As I got older I realized it was just a phase

Small Penis

My wife keeps telling me that if your relationship is strong a small penis shouldn't make any difference

I just wish she didn't have one at all...

What's the difference in a dirty bus station and a lobster with breast implants?

Ones a crusty bus station, the others a busty crustacean.

What's the difference between a Penis and a paycheck?

After five years your Wife will still blow your paycheck

Whats the difference between a terrorist training camp and an orphanage?

I don't know I just fly the drone.

What is the difference between American teenage girls amd Muslim teenage girls? (Offensive)

American teenage girls get stoned BEFORE they have sex.

Whats the difference between an ISIS training camp and a children's hospital?

I dunno, I just fly the drone...

What's the difference between america and a bottle of milk?

In 200 years the milk will have developed a culture

What's the difference between your mom and a mosquito?

Your mom doesn't stop sucking when I smack her

What's the difference between Donald and a piece of fruit?

Oranges have thick skin.

Let the downvotes fly, people! You've only got one!

What is the difference between Game of Thrones and Twitter?

With Twitter you only get 140 characters.

What's the difference between weed and pussy?

If you can smell weed from across the room, it means it's good.

What's the difference between American girls and Middle Eastern girls?

American girls get stoned BEFORE they commit adultery.

What is the difference between a sharply dressed man on a unicycle and a dully dressed man on a bicycle?

A tire.

What's the difference between tuna, glue and a piano?

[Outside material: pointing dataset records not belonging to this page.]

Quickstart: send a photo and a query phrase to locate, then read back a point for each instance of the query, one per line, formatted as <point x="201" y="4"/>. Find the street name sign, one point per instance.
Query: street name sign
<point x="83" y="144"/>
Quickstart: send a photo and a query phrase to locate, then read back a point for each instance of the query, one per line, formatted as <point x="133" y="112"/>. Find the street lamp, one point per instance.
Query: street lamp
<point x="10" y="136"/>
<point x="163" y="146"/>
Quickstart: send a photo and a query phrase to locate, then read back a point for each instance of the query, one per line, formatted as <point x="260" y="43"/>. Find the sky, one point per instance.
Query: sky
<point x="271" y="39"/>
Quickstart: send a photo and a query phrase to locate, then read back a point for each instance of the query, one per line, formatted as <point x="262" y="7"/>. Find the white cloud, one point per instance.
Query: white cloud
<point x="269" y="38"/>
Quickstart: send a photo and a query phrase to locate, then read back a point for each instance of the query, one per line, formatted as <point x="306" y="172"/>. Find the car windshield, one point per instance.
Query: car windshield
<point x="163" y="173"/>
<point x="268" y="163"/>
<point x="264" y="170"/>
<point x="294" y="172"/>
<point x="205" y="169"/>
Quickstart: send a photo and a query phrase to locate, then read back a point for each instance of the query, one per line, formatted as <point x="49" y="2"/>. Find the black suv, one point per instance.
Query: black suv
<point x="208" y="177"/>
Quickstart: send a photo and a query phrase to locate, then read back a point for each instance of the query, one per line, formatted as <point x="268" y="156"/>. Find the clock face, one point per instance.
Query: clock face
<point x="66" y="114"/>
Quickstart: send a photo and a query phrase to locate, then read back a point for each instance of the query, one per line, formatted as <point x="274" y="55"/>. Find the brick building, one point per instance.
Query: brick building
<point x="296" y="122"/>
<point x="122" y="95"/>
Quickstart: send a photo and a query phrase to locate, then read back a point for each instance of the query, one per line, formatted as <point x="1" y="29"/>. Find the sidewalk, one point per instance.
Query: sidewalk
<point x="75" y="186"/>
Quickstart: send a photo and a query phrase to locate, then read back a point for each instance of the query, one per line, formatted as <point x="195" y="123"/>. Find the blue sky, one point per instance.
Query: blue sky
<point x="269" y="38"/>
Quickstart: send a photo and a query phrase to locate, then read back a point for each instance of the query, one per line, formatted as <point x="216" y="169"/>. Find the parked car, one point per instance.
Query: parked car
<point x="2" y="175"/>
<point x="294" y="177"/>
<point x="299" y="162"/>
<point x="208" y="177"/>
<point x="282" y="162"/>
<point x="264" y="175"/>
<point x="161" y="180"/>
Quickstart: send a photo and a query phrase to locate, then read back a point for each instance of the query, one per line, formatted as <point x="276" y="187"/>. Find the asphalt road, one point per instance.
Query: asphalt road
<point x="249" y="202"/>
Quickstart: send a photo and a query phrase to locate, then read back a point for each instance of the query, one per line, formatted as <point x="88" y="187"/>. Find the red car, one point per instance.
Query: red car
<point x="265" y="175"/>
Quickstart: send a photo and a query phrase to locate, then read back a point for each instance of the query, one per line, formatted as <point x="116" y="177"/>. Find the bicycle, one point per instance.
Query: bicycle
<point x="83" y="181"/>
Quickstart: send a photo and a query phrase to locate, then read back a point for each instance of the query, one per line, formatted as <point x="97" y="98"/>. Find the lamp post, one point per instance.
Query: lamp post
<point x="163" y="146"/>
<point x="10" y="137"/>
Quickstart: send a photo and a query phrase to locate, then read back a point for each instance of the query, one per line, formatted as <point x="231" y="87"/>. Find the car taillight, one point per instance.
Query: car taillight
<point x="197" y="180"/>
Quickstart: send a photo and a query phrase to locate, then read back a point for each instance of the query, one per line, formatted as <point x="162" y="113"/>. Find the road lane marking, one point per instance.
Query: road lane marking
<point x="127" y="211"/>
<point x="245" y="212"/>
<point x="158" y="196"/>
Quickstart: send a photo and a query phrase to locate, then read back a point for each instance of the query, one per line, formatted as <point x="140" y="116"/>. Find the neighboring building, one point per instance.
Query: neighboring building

You can tuna piano but you can't piano tuna!

What is the difference between a poorly dressed man on a bike, and a well-dressed man on a unicycle?

Attire.

I just read somewhere that capitalization is the difference between "I helped my uncle Jack off a horse" and "i helped my uncle jack off a horse".

Well that's embarrassing. Now everyone thinks my uncle's name is Jack.

What's the difference between a cheetah and a comma?

A cheetah has claws at the end of its paws, and a comma is a pause at the end of a clause

What are the funniest difference jokes of all time?

Did you ever wanted to stand out with a good sense of humour joking about Difference? Well, here are the best Difference puns to laugh out loud. Crazy and funny Difference pick up lines to share with friends.